John confesses that one of the problems that the Tayacs face is that they are political radicals; they oppose casinos, they work on broader political issues, and have most obviously formed alliances with indigenous groups in other parts of the hemisphere. They have worked on prison issues and on nuclearization. As I hear this, I take comfort in it. I am curious about their relationship with the Smithsonian, though, an organization that has never been particularly friendly to indigenous concerns. Gabrielle used to work for the Smithsonian, and Mark's art is there in a permanent exhibition on Chesapeake Bay Indians. Little nuances like this interest me. I find the relationship between day laborers, immigrants, whether indigenous or otherwise, and the Piscataways to be especially interesting. While I was disappointed that some of the Woodbridge day laborers did not come, I did take heart that a relationship does exist.

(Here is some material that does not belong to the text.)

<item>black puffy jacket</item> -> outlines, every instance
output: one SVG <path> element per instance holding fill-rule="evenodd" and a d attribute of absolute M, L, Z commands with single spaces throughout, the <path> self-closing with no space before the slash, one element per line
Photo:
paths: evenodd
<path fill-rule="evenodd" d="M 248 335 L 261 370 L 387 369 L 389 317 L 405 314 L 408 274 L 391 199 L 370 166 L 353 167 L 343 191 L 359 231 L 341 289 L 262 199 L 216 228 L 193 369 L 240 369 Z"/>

The gathering was supposed to be a celebration of the awakening of Mother Earth; that was hard to get at entirely indoors. Even so, I felt the awakening, a sense that here was a place I was supposed to be at this time and this place - thankful that the pain in my ear subsided long enough for this to happen. Here, so many things I find myself caring about recently seemed to be coinciding, interest in indigenous issues, a critical stance toward the national parks (see for instance among many, this one I wrote not long ago on the "grizzly" truth of Yellowstone), and a keen sense of issues related to immigration, race, and class. I was thankful for a chance to meet and listen directly to indigenous people celebrating and preserving and expanding upon their heritage. I was thankful that John wanted me to meet Chief Billy and had spoken to him of me.
In June, I may have a chance to visit Leonard Peltier in prison. I am now giving that a lot of thought; I'm not sure it would have been a good idea until I had the kind of simple experience I had tonight. My own life has been one of searching for home and rarely finding it. In Washington, D.C., I feel like and probably am an outsider though I've lived here 7 years. In only rare places like Yellowstone has home seemed to be an applicable possibility, and yet I have not quite landed there. Here in the presence of the Piscataway, I also had the sense of home. I feel now that that should be part of me if I'm going to bring words of welcome to Leonard.
In any event, it's now 12:30 AM, and I've been given a lot to think and wonder about. And, that kind of awakening is always worth celebrating.